What process intelligence really needs is the ability to analyze the timing of the traffic flow within a process model in order to provide more accurate flow predictions, while allowing for more agile process views that are generated automatically from the BPMN process models. The analytics of process intelligence are based on the process logs, not pre-determined KPIs.

Neil ended up by tying this back to decisions: basically, you can’t make good decisions if you don’t understand how your processes work in the first place.

Interesting that James and Neil deal with two very important aspects of business processes: James covers decisions, and Neil covers analytics. I’ve done presentations in the past on the crossover between BPM, BRM and BI; but they’ve dug into these concepts in much more detail. If you haven’t read their book, Smart Enough Systems, there’s a lot of great material in there on this same theme; if you’re here at the forum, you can pick up a copy at their table at the expo this afternoon.

Business Rules Forum: Vendor Panel

All the usual suspects joined on a panel at the end of the day to discuss the vendor view of business rules: Pegasystems, InRule, Corticon, Fair Isaac ,ILOG (soon to be IBM) and Delta-R, moderated by John Rymer of Forrester.

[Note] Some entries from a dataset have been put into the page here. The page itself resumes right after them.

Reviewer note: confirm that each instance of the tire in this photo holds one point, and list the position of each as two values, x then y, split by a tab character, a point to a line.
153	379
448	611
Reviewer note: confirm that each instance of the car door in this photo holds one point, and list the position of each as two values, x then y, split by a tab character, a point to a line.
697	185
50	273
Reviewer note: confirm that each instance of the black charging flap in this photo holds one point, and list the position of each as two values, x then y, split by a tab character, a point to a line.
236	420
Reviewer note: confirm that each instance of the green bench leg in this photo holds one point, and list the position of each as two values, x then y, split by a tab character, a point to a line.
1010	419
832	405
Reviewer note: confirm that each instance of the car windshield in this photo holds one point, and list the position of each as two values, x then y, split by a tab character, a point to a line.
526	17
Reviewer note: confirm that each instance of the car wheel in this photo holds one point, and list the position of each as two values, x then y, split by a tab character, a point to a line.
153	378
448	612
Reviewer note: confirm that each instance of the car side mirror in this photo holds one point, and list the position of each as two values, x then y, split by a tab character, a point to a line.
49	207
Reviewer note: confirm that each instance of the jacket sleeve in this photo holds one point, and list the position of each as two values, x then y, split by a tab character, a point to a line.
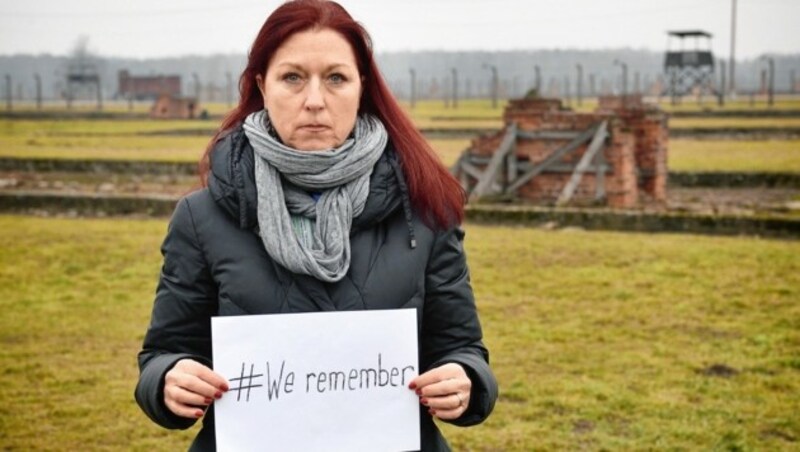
180	326
451	330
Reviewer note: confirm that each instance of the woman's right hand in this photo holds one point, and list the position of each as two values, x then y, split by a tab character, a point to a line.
190	387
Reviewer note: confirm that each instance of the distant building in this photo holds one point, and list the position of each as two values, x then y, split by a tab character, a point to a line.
148	87
173	107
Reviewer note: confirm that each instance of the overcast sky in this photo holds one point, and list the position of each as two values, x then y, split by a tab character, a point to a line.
158	28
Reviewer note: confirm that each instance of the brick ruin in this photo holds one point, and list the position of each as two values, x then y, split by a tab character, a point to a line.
148	86
615	156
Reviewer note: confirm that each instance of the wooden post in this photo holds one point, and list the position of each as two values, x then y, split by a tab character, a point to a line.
552	159
583	164
486	182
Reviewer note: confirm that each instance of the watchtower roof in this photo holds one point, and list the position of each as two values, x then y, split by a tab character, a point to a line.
689	33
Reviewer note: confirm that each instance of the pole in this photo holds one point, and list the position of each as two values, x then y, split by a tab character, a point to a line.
8	92
454	73
721	93
99	95
624	76
771	85
38	80
733	49
413	86
196	87
493	68
229	89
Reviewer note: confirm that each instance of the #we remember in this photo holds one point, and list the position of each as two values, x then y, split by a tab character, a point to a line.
280	379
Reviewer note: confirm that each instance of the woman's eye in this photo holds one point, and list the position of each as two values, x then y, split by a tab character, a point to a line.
292	78
336	78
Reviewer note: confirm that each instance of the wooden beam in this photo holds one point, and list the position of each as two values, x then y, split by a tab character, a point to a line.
511	168
553	158
472	170
597	143
600	168
486	182
548	134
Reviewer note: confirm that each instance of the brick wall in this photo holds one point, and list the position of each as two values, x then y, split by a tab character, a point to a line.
635	151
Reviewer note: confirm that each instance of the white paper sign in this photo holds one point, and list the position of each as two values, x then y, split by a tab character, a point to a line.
317	381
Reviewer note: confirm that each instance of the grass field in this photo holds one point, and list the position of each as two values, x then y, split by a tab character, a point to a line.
734	156
599	340
140	140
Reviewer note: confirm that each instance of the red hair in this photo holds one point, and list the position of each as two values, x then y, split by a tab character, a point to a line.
434	192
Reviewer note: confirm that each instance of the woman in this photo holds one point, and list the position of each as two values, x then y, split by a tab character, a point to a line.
318	190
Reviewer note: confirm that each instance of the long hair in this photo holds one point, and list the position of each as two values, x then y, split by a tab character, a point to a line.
434	192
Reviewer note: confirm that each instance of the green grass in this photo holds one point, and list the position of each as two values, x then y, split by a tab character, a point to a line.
734	123
735	155
599	340
103	139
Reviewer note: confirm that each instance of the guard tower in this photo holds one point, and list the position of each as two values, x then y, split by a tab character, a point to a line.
686	68
83	75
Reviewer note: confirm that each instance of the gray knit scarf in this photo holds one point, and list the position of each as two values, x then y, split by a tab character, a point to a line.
341	175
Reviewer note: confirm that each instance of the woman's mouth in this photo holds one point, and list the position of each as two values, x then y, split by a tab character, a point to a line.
314	128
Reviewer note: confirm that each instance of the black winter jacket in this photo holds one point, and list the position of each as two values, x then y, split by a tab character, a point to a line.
215	264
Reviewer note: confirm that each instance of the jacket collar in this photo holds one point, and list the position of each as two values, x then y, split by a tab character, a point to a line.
231	182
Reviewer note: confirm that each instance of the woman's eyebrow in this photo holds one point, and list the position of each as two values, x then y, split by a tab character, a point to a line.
327	68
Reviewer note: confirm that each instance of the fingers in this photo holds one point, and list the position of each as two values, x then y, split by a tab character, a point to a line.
189	387
444	390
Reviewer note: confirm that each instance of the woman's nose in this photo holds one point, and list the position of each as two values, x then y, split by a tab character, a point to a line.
314	98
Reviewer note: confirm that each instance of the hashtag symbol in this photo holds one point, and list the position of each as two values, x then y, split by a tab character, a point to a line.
240	380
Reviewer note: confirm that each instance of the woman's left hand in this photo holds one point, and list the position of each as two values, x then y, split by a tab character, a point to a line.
444	390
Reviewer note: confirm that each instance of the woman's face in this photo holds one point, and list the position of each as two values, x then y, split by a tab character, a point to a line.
312	89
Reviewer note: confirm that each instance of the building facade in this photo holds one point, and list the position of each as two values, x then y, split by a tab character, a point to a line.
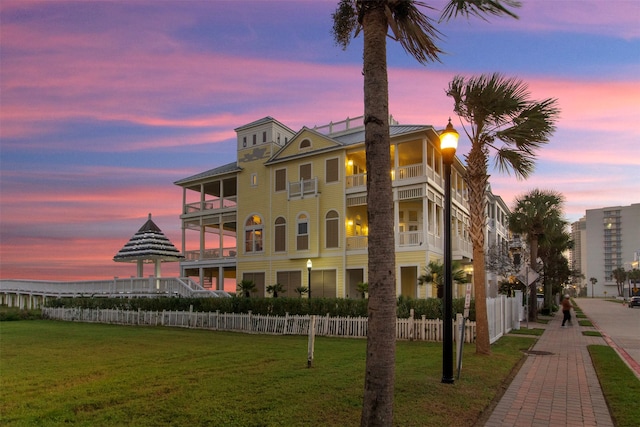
293	196
606	239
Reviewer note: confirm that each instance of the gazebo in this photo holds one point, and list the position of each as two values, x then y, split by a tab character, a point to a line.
148	245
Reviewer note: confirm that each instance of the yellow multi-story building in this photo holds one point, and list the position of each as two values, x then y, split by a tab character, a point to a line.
296	196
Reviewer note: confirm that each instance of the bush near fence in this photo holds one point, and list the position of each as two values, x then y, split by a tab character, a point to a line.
431	308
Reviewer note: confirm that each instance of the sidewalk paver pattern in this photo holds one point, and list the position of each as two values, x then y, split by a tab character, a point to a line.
557	384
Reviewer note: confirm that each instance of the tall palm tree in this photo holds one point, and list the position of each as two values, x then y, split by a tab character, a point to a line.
276	289
535	214
552	249
495	109
417	35
620	276
634	277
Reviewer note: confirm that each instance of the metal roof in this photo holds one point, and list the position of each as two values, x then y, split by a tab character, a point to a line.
148	244
357	137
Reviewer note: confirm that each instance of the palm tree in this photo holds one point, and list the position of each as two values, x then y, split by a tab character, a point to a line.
362	288
634	277
495	109
246	287
416	34
552	249
535	214
434	275
593	281
275	289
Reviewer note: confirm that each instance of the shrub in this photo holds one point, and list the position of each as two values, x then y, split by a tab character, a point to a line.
14	313
431	308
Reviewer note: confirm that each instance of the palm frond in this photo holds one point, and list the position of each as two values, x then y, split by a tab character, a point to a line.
479	8
345	22
521	163
413	29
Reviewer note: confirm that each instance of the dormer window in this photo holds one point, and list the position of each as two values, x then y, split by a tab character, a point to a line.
306	143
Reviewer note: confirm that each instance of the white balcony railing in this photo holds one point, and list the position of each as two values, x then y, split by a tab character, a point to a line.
210	254
358	180
410	238
355	243
209	205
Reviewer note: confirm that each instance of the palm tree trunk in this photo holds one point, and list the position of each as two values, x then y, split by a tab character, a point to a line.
377	407
477	182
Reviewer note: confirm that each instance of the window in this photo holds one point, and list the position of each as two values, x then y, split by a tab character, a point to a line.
332	173
258	279
332	229
280	235
305	171
290	281
302	233
281	180
253	234
305	144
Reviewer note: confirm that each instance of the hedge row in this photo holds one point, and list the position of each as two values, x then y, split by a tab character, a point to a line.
430	307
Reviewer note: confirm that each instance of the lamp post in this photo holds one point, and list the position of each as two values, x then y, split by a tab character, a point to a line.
448	146
309	265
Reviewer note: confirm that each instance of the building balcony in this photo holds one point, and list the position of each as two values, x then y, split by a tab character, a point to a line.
210	205
302	188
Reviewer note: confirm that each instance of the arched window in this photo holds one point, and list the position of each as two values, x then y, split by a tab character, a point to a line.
305	143
332	229
280	235
302	233
253	234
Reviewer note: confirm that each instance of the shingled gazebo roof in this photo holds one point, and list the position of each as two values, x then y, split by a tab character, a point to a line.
149	244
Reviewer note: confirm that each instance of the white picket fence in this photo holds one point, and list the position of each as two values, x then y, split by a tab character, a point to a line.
500	313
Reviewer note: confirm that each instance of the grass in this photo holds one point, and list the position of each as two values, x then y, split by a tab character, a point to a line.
58	373
620	386
525	331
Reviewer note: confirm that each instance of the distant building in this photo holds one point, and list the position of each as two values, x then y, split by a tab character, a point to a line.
606	239
297	196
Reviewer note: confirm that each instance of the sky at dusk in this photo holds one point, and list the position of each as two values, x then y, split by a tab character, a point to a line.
104	104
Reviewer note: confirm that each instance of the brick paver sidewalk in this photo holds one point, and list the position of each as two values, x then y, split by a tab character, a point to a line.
557	385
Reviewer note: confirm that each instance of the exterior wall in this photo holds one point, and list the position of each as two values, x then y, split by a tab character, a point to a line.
418	199
612	240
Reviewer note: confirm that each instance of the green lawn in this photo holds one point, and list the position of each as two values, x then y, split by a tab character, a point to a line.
57	373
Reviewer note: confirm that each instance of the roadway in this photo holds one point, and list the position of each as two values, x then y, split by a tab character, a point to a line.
620	326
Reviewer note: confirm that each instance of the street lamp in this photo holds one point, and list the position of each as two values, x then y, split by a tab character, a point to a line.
448	146
309	265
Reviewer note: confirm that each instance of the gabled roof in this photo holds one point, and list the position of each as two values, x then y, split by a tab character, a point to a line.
357	137
264	120
220	170
288	151
148	244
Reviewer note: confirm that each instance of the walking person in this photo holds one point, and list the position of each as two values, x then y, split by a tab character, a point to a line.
566	310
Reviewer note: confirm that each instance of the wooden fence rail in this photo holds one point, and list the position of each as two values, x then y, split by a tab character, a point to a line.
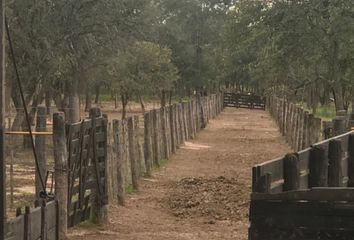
300	128
305	195
137	151
241	100
97	161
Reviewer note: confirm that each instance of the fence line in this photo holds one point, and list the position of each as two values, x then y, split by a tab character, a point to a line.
135	151
300	128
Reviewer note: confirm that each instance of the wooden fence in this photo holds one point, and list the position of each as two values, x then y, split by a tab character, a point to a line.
40	222
305	195
300	128
139	145
95	163
240	100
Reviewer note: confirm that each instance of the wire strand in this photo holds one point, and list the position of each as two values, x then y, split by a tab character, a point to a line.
44	192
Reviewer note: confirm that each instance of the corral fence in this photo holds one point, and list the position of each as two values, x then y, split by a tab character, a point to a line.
308	194
300	127
241	100
305	195
98	161
140	144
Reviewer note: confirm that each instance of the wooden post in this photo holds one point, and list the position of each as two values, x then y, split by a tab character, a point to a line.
164	133
99	207
311	130
112	164
181	123
132	154
264	183
318	167
339	125
156	140
173	128
296	128
185	121
138	153
41	126
335	175
125	155
291	172
2	125
61	171
305	130
351	160
118	153
147	143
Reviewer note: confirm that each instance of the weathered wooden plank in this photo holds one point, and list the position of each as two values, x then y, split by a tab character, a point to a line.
314	194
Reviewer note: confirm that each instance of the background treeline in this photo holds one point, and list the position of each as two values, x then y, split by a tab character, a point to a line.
130	49
299	49
72	50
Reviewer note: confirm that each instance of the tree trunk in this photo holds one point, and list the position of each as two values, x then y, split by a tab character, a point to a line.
74	107
141	103
124	105
31	115
48	103
163	98
170	98
115	100
88	99
97	94
338	97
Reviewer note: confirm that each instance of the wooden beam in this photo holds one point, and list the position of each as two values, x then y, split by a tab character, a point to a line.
27	133
325	194
2	123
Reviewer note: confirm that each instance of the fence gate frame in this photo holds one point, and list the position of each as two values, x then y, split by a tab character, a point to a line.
87	159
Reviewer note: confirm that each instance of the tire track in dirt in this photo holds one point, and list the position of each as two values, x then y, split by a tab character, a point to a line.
203	191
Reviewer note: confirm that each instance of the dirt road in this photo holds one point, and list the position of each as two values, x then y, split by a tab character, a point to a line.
203	191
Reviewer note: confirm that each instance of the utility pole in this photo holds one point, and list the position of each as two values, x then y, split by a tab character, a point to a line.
2	123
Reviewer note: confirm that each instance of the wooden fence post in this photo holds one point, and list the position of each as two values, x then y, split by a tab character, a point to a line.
291	172
118	153
156	138
99	207
318	167
173	128
41	126
351	160
339	125
335	175
61	171
305	130
139	148
148	143
185	120
132	154
164	133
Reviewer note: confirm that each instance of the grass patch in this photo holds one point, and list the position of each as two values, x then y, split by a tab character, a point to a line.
326	113
129	189
163	162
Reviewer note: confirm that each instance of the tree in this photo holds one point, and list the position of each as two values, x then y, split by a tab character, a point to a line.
144	68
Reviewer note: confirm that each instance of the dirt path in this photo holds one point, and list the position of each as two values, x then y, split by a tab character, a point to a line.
203	191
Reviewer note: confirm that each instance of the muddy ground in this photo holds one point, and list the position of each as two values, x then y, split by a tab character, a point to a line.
203	191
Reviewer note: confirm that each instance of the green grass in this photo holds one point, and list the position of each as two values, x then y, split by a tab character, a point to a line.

The focus was on what happening to the rules market, especially in light of the big guys like SAP and IBM joining the rules fray. Most of them think that it’s a good thing to have the large vendors in there because it raises the profile of and validates rules as a technology; likely the smaller players can innovate faster so can still carve out a reasonable piece of the market. Having seen exactly this same scenario play out in the BPM space, I think that they’re right about this.

The ILOG/IBM speaker talked about the integration of business rules and BPM as a primary driver — which of course Pega agreed with — but also the integration of rules, ETL and other technologies. Other speakers discussed the importance of decision management as opposed to just rules management, especially with regards to detecting and ameliorating (if not actually avoiding) situations like the current financial crisis; the use of predictive analytics in the context of being able to change decisions in response to changing conditions; and the current state of standards in rules management. There was a discussion about the difference between rules management and decision management, which I don’t believe answered the question with any certainty for most of the audience: when a speaker says “there’s a subtle but important difference” while making hand motions but doesn’t really elaborate, you know that you’re deep in the weeds. The Delta-R speaker characterizes decision management as rules management plus predictive modeling; I think that all of the vendors agree that decision management is a superset of rules management, but there are at least three different views on what forms that superset.

As a BPM bigot, I see rules as just another part of the services layer; I think that there’s opportunity for BRM in the cloud to be deployed and used much more easily than BPM in the cloud (making a web services call from a process or app to an external rules system isn’t very different than making a web services call to an internal rules system), but I didn’t hear that from any of the vendors.

That’s it for the day; I know that the blogging was light today, but it should be back to normal tomorrow. I’m off to the vendor expo to check out some of the products.